They ran to the Explorer, where Tina took Danny out of Elliot’s arms and slid him into the backseat. She got in after him.
Elliot climbed behind the wheel and fumbled with the keys. The engine wouldn’t turn over immediately.
The chopper swooped toward them.
“Who’s in the helicopter?” Danny asked, staring at it through the side window of the Explorer.
“I don’t know,” Tina said. “But they’re not good people, baby. They’re like the monster in the comic book. The one you sent me pictures of in my dream. They don’t want us to get you out of this place.”
Danny stared at the oncoming chopper, and lines appeared in his forehead again. The Explorer’s engine suddenly turned over.
“Thank God!” Elliot said.
But the lines didn’t fade from Danny’s forehead.

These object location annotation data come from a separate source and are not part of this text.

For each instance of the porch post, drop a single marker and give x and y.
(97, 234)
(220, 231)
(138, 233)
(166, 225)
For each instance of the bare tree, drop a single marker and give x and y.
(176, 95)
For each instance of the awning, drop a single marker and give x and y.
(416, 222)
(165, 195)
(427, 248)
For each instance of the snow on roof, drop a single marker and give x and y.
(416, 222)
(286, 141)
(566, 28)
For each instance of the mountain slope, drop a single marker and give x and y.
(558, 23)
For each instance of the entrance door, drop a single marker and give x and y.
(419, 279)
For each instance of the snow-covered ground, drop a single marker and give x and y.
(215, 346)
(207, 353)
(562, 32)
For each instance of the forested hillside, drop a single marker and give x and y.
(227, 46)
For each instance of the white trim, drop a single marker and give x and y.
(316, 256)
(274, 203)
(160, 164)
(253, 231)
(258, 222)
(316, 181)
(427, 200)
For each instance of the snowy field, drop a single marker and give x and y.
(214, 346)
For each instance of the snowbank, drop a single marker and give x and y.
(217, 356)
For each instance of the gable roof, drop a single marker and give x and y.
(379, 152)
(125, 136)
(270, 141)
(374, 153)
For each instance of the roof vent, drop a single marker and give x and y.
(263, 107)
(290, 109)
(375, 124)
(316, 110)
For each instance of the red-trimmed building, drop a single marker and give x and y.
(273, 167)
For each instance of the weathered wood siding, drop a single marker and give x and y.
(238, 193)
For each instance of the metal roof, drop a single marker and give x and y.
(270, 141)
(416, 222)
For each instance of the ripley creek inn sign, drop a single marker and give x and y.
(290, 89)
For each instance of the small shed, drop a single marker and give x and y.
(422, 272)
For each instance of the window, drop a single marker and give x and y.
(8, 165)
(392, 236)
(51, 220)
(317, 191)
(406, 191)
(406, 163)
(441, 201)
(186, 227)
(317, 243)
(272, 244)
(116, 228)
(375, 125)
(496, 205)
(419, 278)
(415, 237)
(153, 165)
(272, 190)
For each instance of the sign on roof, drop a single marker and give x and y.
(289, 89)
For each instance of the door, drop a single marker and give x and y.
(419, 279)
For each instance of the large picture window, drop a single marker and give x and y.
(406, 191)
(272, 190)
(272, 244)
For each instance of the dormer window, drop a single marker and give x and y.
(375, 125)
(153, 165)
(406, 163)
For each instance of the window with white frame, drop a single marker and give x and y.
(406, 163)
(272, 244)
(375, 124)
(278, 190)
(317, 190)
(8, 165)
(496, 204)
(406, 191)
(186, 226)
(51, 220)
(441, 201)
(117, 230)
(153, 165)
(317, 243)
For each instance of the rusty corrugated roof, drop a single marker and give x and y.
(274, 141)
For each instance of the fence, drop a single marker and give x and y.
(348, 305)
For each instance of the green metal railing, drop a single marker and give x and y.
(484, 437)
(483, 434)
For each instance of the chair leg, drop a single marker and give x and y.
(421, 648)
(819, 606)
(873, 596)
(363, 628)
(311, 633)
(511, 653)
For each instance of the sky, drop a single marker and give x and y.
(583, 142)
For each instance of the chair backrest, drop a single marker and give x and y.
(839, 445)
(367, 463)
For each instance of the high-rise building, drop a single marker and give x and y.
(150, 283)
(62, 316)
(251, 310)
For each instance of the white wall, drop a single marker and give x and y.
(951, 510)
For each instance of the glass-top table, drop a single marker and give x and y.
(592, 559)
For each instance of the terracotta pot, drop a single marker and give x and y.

Tina realized what the boy was going to do, and she said, “Danny, wait!”
• • •
Leaning forward to view the Explorer through the bubble window of the chopper, George Alexander said, “Put us down right in front of them, Jack.”
“Will do,” Morgan said.
To Hensen, who had the submachine gun, Alexander said, “Like I told you, waste Stryker right away, but not the woman.”
Abruptly the chopper soared. It had been only fifteen or twenty feet above the pavement, but it rapidly climbed forty, fifty, sixty feet.
Alexander said, “What’s happening?”
“The stick,” Morgan said. An edge of fear sharpened his voice, fear that hadn’t been audible throughout the entire, nightmarish trip through the mountains. “Can’t control the damn thing. It’s frozen up.”
Eighty, ninety, a hundred feet they soared, soared straight up into the night. Then the engine cut out.
“What the hell?” Morgan said. Hensen screamed.
Alexander watched death rushing up at him and knew his curiosity about the other side would shortly be satisfied.
• • •
As they drove off the plateau, around the burning wreckage of the helicopter, Danny said, “They were bad people. It’s all right, Mom. They were real bad people.”
To everything there is a season, Tina reminded herself. A time to kill and a time to heal. She held Danny close, and she stared into his dark eyes, and she wasn’t able to comfort herself with those words from the Bible. Danny’s eyes held too much pain, too much knowledge. He was still her sweet boy—yet he was changed. She thought about the future. She wondered what lay ahead for them.
AFTERWORD
The Eyes of Darkness is one of five novels that I wrote under the pen name “Leigh Nichols,” which I no longer use. Although it was the second of the five, it is the fifth and final in the series to be reissued in paperback under my real name. The previous four were The Servants of Twilight, Shadowfires, The House of Thunder, and The Key to Midnight. Demand from my readers made it possible for these books to be republished, and I’m grateful to all of you for your interest.
As you know if you have read the afterwords in The Funhouse and The Key to Midnight, I like to amuse myself by revealing the tragic deaths of the various pen names I used early in my career. Somewhat to my embarrassment, I must admit that I’ve not always been truthful with you in these matters. Previously, I told you that Leigh Nichols drank too much champagne one evening on a Caribbean cruise ship and was decapitated in a freak limbo accident. I was touched by your sympathy cards and accounts of the memorial services you held, but now that Berkley Books has brought you this fifth and final of the Nichols novels, I must confess that I was lying in order not to have to reveal Nichols’s true—and more disturbing—fate. One bleak and wintry night Leigh Nichols was abducted by extraterrestrials, taken on a tour of our solar system, introduced to the alien Nest Queen, and forced to undergo a series of horrifying surgeries. Though eventually returned to Earth, the author was too traumatized to continue a career as a novelist—but finally built a new life as the current dictator of Iraq.
The Eyes of Darkness was one of my early attempts to write a cross-genre novel mixing action, suspense, romance, and a touch of the paranormal. While it doesn’t have the intensity, depth of characterization, complexity of theme, or pace of later novels such as Watchers and Mr. Murder, and while it doesn’t go for your throat as fearsomely as a book like Intensity, readers who have found it under the Nichols name in used-book stores have expressed favorable opinions of it. I suppose they like it because the device of the lost child—and the dedicated mother who will do anything to find out what has happened to her little boy—strikes a primal chord in all of us.
As I revised the book for this new edition, I resisted the urge to transform the story entirely into a novel of the type that I would write today. I updated cultural and political references, polished away a few of the more egregious stylistic inadequacies, and trimmed excess wordage here and there. I enjoyed revisiting Eyes, which remains a basically simple tale that relies largely on plot and on the strangeness of the premise to engage the reader. I hope you were engaged, and that you have enjoyed taking this five- book voyage through the career of Leigh Nichols. If you’re ever in Iraq, the surgically altered author will probably be happy to sign copies of these books for you—or will denounce you as an infidel and have you thrown into a prison cell as vile as any sewer. Inquire at your own risk.